Collecting the genres should allow for the correct WHERE ALL clause later. We can also hold off on matching to the recommended movie's Link node until we filter down to the movies we want to return.
Give this one a try:
MATCH (x)<-[:HAS_GENRE]-(ee:Movie{id:1})
// collect genres so only one result row so far
WITH ee, COLLECT(x) as genres
MATCH (ee)<-[:RATED{rating: 5}]-()-[:RATED{rating: 5}]->(another_movie)
WITH genres, DISTINCT another_movie
// don't match on genre until previous query filters results on rating
MATCH (another_movie)-[:HAS_GENRE]->(y:Genre)
WITH genres, another_movie, COLLECT(y) as gs
WHERE size(genres) <= size(gs) AND ALL (genre IN genres WHERE genre IN gs)
WITH another_movie limit 200
// only after we limit results should we match to the link
MATCH (another_movie)<-[:LINK]-(l2:Link)
RETURN another_movie, l2.tmdbId
As movies are likely going to have many many ratings, the match to find movies both rated 5 is going to be the most expensive part of the query. If many of your queries rely on a rating of 5, you may want to consider creating a separate [:MAX_RATED] relationship whenever a user rates a movie a 5, and use those [:MAX_RATED] relationships for queries like these. That ensures that you don't initially match to a ton of rated movies that all have to be filtered by their rating value.

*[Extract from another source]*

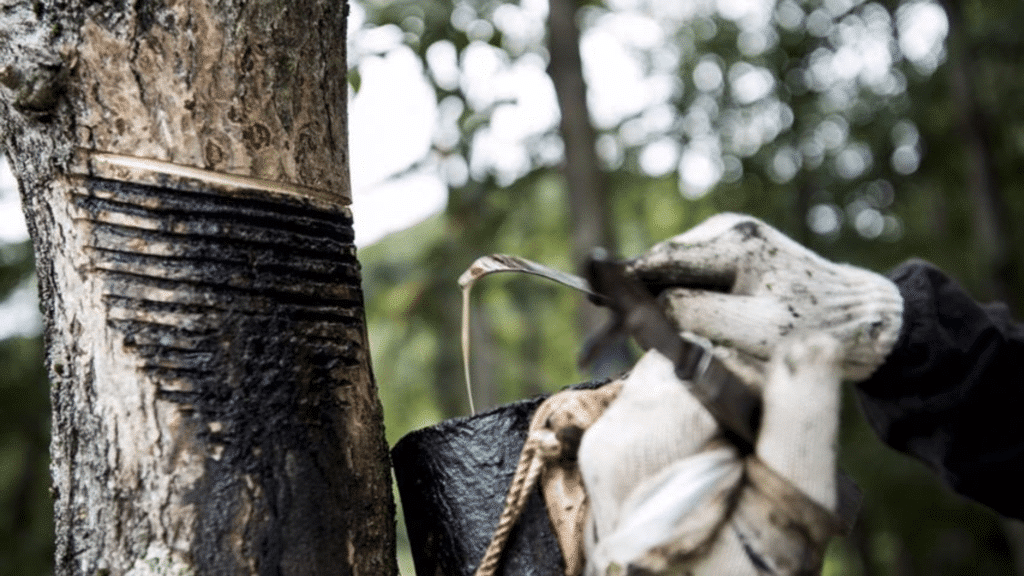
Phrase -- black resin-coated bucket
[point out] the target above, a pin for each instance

Alternately, if you want to consider recommendations based on average ratings for movies, you may want to consider caching a computed average of all ratings for every movie (maybe the computation gets rerun for all movies a couple times a day). If you add an index on the average rating property on movie nodes, it should provide faster matching to movies that are rated similarly.
Upvotes: 1